Rettungsmaßnahmen und die durch Fehlinvestitionen und das Platzen der Vermögensblasen verursachten Kosten führten zu einem starken Anstieg der öffentlichen Verschuldung. In der Folge kam es auf den Finanzmärkten zu einem Vertrauensverlust in die Zahlungsfähigkeit einzelner Länder und den Zusammenhalt des Euroraums. Durch die finanziellen Abhängigkeit werden Banken und Staaten immer tiefer in eine Abwärtsspirale des Vertrauensverlustes gezogen.
Dennoch spielen integrierte Finanzmärkte für die europäische Wirtschafts- und Währungsunion eine wichtige Rolle. Die Einführung der Währungsunion führte zu neuen Möglichkeiten für Geldanlagen, Investitionen oder Finanzierungen für Bürgerinnen und Bürger sowie Unternehmen. Dadurch stieg der grenzüberschreitende Kapitalverkehr an, die Kreditzinsen sanken und Wachstum und Beschäftigung wurden gestärkt. Mit Beginn der Finanzmarktkrise zeigen sich jedoch die Schattenseiten verflochtener Finanzmärkte: In einigen Ländern haben sich mit Bestehen der Währungsunion vor allem Privatpersonen bei Banken und Banken an den Kapitalmärkten übermäßig verschuldet, um z.B. in Spanien, Immobilien zu finanzieren.

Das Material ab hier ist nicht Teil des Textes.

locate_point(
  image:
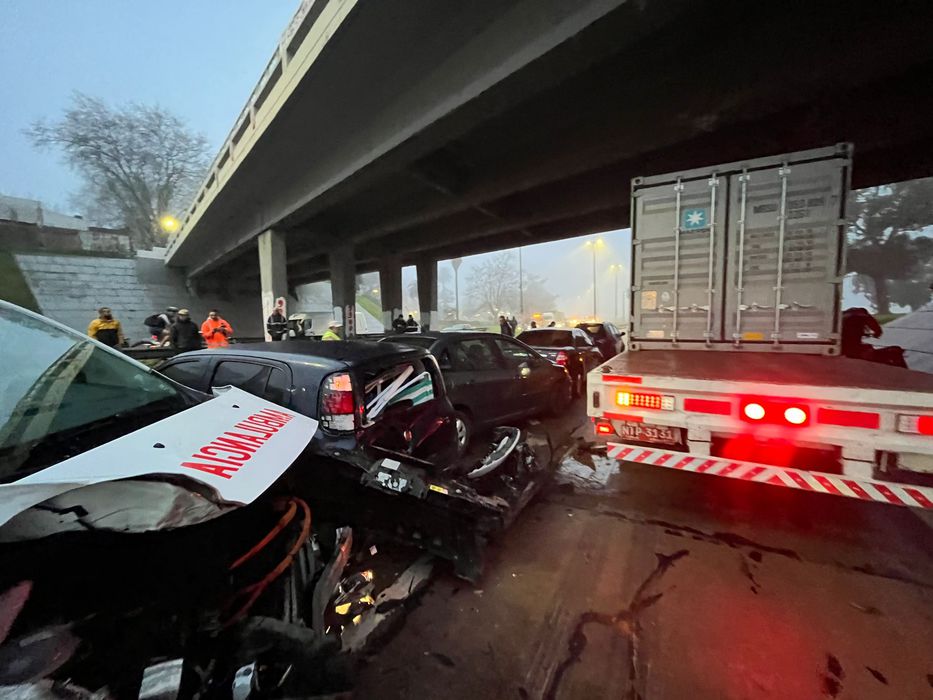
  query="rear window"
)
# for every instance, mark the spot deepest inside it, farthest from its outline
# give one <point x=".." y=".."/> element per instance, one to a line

Mit Ausbruch der Krise kam es dann zu einem abrupten Rückzug der Kreditgeber aus den Krisenländern. Mit Geschwindigkeit und das Ausmaß dieser plötzlichen Umkehr der Geldflüsse und die zunehmende Renationalisierung der Finanzmärkte gefährden die Stabilität des europäischen Finanzsystems. Die Zentralbanken mussten als Gläubiger der letzten Instanz einspringen, mit der Folge wachsender Target2-Salden im Zentralbankensystem. Eine solche Verlagerung grenzüberschreitender Kapitalströme in die Bilanz des Zentralbankensystems birgt auf Dauer Risiken.
Target 2 ist ein europäisches Zahlungsbilanzausgleichsystem, das in der Verantwortung der Europäischen Zentralbank (EZB) liegt. Daher verfügt Deutschland über keine politische Entscheidungsbefugnis. Im Übrigen handelt es sich hierbei um keinen Kredit.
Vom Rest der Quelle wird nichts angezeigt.